We first fit our model to the pre- and post-treatment samples. In both cases, we classified the patients into two groups using the hierarchical clustering based on our model, the Desponds et al. model, and the richness, Shannon entropy, and clonality estimators. No clear grouping with respect to either TTP or OS could be observed from any clustering on the pre-treatment samples, whether by the model-based methods or the selected estimators (see S7 Text). However, among post-treatment samples, our method tends to cluster together patients with better clinical outcome (Fig 5A). This may indicate that the DC therapy alters the landscape of the TCR repertoire into a form that promotes favorable clinical outcome.

Fig 5. Association with time to progression (TTP) and overall survival (OS) time in glioblastoma patients.

A: Patient classification based on TCR repertoire quantification and its relationship to TTP and OS. Patients are classified into two groups (black and gray) using hierarchical clustering according to the estimates of TCR repertoires from the post-treatment samples. Anomalous patients 33296 and 17232 are called out on the Spliced model plot.
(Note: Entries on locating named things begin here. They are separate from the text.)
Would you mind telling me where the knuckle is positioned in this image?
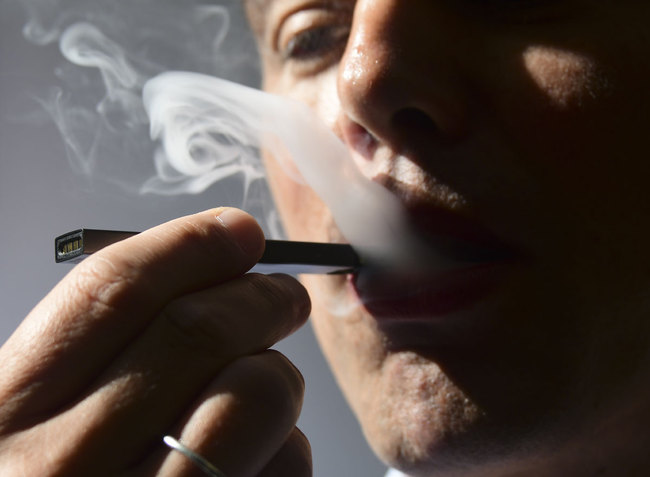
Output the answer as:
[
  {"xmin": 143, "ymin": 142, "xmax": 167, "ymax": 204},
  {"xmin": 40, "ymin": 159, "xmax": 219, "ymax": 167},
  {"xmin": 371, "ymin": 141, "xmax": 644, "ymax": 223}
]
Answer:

B: Relationship between the proportion of highly stimulated clones inferred by our method and TTP or OS.

We do, however, cluster one patient (ID: 33296) with low TTP and OS in the group with overall higher TTP and OS. Interestingly, this misplaced patient had the lowest estimated TIL count and tumor/PBMC overlap of the entire cohort (S4 Text, Table G). Tumor/PBMC overlap was defined as the total number of reads of shared CDR3s normalized by total reads in the tumor and PBMC samples. Similarly, patient 17232 displayed among the best clinical outcome but clustered with lower-performing patients. Patient 17232 had the highest TIL count and level of tumor/PBMC overlap in the whole cohort. This information taken as a whole suggests that, while the clone size distribution found in blood may indicate something about a patient’s response to treatment, it still does not guarantee that T cells will infiltrate the tumor, an important factor for clinical benefit [32]. S8 Text highlights the clone size distributions of these two patients against all others.

Notably, inferred thresholds (minimum u = 4, maximum u = 6) on this dataset are much lower than on other datasets. This is likely because this dataset contains less deeply-sequenced samples than the others, which consequently reduces the threshold.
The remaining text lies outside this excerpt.